Up to seven school children were among nine people injured after a suicide bomber rammed a car packed with explosives into a school bus near an air force base in northwest Pakistan.
"About seven children were injured ... [after] a terrorist targeted a school children's bus," said Major-General Waheed Arshad, a military spokesman.
"The driver and the guard who were sitting in the front have been seriously injured," he said.
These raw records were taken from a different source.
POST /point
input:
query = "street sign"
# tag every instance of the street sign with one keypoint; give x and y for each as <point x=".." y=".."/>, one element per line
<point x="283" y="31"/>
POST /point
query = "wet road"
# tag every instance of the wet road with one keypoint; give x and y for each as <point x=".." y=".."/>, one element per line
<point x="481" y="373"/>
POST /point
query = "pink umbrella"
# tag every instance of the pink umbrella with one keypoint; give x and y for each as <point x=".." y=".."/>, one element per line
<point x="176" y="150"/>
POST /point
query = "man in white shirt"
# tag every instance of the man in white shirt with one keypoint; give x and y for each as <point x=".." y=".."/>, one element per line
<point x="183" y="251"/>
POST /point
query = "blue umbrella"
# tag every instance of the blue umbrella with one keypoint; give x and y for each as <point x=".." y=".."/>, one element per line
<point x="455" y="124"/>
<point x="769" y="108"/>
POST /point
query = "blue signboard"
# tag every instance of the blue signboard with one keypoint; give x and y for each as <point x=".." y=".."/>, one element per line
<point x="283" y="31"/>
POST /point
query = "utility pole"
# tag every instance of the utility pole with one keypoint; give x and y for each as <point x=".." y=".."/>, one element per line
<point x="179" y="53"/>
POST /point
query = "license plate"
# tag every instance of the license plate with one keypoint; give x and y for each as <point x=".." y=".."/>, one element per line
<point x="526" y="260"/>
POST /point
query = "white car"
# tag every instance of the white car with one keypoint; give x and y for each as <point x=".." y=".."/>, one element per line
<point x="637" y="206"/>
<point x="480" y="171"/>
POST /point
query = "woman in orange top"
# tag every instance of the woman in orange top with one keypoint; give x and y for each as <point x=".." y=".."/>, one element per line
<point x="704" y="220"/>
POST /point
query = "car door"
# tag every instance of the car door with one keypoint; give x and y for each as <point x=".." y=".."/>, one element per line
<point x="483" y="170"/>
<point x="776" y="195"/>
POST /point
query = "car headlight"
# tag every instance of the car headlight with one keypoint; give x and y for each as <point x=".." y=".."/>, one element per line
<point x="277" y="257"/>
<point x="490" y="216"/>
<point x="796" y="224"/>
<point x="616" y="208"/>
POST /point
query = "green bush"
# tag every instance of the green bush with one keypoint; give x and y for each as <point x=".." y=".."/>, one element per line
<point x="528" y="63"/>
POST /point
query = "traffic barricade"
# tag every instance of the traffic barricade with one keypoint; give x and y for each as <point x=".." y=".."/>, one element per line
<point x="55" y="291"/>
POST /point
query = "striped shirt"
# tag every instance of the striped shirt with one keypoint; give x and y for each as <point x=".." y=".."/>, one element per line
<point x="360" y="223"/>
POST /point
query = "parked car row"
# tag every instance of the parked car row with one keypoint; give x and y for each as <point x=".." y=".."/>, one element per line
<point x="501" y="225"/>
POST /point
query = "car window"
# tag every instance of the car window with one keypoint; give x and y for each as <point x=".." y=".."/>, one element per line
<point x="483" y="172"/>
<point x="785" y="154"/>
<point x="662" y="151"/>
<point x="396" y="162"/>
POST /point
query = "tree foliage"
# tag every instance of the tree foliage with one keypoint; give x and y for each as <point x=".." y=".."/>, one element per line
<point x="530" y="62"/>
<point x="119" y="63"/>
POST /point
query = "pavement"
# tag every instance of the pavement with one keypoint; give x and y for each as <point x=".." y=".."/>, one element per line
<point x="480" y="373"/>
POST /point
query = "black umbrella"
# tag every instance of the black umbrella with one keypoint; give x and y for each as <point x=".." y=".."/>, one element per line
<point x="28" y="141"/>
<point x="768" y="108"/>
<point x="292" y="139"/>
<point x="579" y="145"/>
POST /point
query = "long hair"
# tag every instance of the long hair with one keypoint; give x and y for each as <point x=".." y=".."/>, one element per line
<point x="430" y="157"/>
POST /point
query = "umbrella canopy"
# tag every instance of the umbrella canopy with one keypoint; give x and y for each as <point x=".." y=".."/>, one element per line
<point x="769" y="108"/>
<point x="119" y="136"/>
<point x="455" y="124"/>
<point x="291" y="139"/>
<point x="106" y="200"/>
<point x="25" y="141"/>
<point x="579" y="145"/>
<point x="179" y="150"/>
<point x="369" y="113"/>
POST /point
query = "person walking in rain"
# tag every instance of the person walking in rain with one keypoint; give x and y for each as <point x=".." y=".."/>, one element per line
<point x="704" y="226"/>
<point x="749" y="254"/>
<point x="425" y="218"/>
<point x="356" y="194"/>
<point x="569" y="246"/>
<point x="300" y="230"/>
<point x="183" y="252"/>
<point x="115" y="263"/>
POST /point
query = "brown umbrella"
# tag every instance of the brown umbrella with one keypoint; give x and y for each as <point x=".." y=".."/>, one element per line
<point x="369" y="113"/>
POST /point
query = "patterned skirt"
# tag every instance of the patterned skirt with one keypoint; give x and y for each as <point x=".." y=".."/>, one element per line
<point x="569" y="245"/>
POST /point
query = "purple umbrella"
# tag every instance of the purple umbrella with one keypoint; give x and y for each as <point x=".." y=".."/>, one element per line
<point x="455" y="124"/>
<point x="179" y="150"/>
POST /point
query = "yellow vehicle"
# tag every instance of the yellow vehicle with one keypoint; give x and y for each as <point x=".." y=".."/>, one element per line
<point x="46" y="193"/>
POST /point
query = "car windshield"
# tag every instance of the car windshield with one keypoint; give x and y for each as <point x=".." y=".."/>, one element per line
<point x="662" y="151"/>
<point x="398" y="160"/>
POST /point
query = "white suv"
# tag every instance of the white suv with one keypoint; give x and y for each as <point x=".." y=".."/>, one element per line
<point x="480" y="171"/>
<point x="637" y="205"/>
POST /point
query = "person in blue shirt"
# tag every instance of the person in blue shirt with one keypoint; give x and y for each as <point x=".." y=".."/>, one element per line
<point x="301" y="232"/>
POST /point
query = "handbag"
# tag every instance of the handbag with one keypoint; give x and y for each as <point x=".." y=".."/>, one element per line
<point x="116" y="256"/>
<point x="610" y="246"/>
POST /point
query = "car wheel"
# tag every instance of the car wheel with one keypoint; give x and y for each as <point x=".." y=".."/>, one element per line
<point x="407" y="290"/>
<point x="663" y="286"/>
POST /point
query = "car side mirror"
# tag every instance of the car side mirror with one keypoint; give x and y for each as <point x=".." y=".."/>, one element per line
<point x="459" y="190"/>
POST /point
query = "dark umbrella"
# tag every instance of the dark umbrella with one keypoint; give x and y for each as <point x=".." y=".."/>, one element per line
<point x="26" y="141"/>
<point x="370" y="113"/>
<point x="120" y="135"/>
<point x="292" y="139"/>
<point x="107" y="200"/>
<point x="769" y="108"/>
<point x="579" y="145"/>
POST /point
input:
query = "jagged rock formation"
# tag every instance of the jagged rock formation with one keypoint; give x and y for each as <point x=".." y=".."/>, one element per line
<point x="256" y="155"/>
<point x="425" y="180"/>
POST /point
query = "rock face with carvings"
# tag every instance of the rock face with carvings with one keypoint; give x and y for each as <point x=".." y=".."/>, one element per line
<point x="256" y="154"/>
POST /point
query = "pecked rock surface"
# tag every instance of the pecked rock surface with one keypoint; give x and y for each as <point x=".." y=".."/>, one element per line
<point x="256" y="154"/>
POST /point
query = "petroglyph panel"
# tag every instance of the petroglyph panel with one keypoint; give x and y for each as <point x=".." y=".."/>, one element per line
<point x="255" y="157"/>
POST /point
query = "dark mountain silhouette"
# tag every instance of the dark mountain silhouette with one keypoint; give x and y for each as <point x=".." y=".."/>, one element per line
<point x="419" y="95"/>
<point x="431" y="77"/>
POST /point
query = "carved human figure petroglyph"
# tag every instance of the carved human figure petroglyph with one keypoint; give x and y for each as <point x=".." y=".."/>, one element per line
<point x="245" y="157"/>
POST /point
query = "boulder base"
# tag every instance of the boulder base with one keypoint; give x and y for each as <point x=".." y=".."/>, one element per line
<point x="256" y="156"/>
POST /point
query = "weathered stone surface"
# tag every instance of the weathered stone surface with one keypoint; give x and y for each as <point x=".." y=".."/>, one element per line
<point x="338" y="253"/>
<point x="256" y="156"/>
He said most of the children were saved because of the timely reaction of the driver during the incident about 75km northwest of the capital, Islamabad.
The bomber was killed in the attack.
Checkpoint rammed
The attack came a day after a suicide bomber rammed a car packed with explosives into a police checkpost in the volatile Swat valley in northwest Pakistan on Sunday, killing six people.
Earlier on Sunday the commander of the military operations in Swat had said that his forces had retaken all the towns in the valley seized by the militants, killing 290 of them and capturing 140.
There has been a spate of suicide attacks blamed on Islamist militants since a military assault on the Red Mosque, a militant stronghold, in Islamabad in July.
More than 800 people have been killed in ensuing violence across the country since then, about half of them in suicide attacks.
Pakistan, a key ally of the United States in its so-called "war on terror", has witnessed scores of attacks that have claimed hundreds of lives in the past several years.
Fighters this summer seized tracts of the area, a former tourist destination 160km from the capital, Islamabad.